I don't want to put words in his mouth, but there is much to think about here. Do you and your husband intend to remain in Italy for an extended period, perhaps many years? Do you intend to work in Italy? Do you intend to become an Italian citizen soon after the law permits (I think after two years of marriage if residing in Italy)?

In any of these cases (and many others too numerous to mention), you will find life far simpler if your US documents such as passport, driver's license, social security records, all show the same name as your legal name in Italy - which as already mentioned, will always be your birth name.

You can always change your US name if and when you decide to move permanently to the US; until then, I wouldn't bother.

BTW, although your name for legal purposes (in Italy) will always be your birth name, there are different mores for social situations. It is commonplace, for example, when Jane Smith weds John Jones for the woman to refer to herself as Jane Smith _in_ Jones and for her to be addressed as La Signora Jones.


----------



## miyoung

accbgb said:


> LOL; no need to apologize.
> 
> Before you jump into changing your name in the US, please consider BBCWatcher's comment that, "I wouldn't recommend it. It can get complicated very quickly."
> 
> I don't want to put words in his mouth, but there is much to think about here. Do you and your husband intend to remain in Italy for an extended period, perhaps many years? Do you intend to work in Italy? Do you intend to become an Italian citizen soon after the law permits (I think after two years of marriage if residing in Italy)?
> 
> In any of these cases (and many others too numerous to mention), you will find life far simpler if your US documents such as passport, driver's license, social security records, all show the same name as your legal name in Italy - which as already mentioned, will always be your birth name.
> 
> You can always change your US name if and when you decide to move permanently to the US; until then, I wouldn't bother.
> 
> BTW, although your name for legal purposes (in Italy) will always be your birth name, there are different mores for social situations. It is commonplace, for example, when Jane Smith weds John Jones for the woman to refer to herself as Jane Smith _in_ Jones and for her to be addressed as La Signora Jones.

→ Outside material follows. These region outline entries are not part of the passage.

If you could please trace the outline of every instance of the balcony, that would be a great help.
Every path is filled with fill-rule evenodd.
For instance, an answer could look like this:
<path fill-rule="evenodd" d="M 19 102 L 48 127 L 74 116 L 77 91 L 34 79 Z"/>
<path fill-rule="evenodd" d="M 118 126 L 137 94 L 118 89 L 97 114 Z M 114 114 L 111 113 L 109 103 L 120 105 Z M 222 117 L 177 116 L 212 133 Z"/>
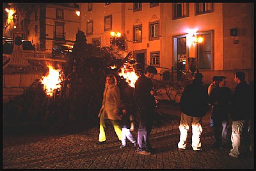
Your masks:
<path fill-rule="evenodd" d="M 56 33 L 54 32 L 54 39 L 55 40 L 65 40 L 65 33 Z"/>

Thank you for the advice. Many, many people have told me the exact same thing but I was willing to go through the drama. I figured that if it must take time and a lot of paperwork than so be it.

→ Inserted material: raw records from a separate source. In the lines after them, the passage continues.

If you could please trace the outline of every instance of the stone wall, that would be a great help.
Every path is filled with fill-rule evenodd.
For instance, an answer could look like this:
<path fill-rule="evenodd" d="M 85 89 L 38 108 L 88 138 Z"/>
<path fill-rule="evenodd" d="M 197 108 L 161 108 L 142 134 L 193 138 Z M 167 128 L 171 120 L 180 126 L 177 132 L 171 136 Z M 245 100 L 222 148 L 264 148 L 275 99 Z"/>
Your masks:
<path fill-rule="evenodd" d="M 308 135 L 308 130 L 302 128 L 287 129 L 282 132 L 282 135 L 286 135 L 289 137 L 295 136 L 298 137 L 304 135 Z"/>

Now (after being discouraged even from the US embassy) I have decided to just keep my birth name until the day that we move to the US permanently. Plus, I don't think we ever will move back to the US permanently so I might as well stick to cultural norms here. 

Thank you both for all of your advice!


----------



## NickZ

miyoung said:


> 1. Does anyone know how long it takes to receive the actual marriage certificate? (They didn't tell us)
> 2. I know I have to get a apostille before I can register the marriage with the US embassy. Does anyone know if I have to get the apostille directly on the original, or will a copy be good enough? (I really don't like the thought of adding anything to the certificate itself)


The rules changed a few years back.

A simple certificate without the official town stamp is around €1. Unless it's gone up. The one with the stamp is more. I can't remember how much but I think less then 20. You should be able to get a simple one in the time it takes to stand in line. Unless it needs the mayors signature then you'll have to go back to pick it up.

Either way it should just be a matter of going to the office and paying the fee. No reason to wait.


----------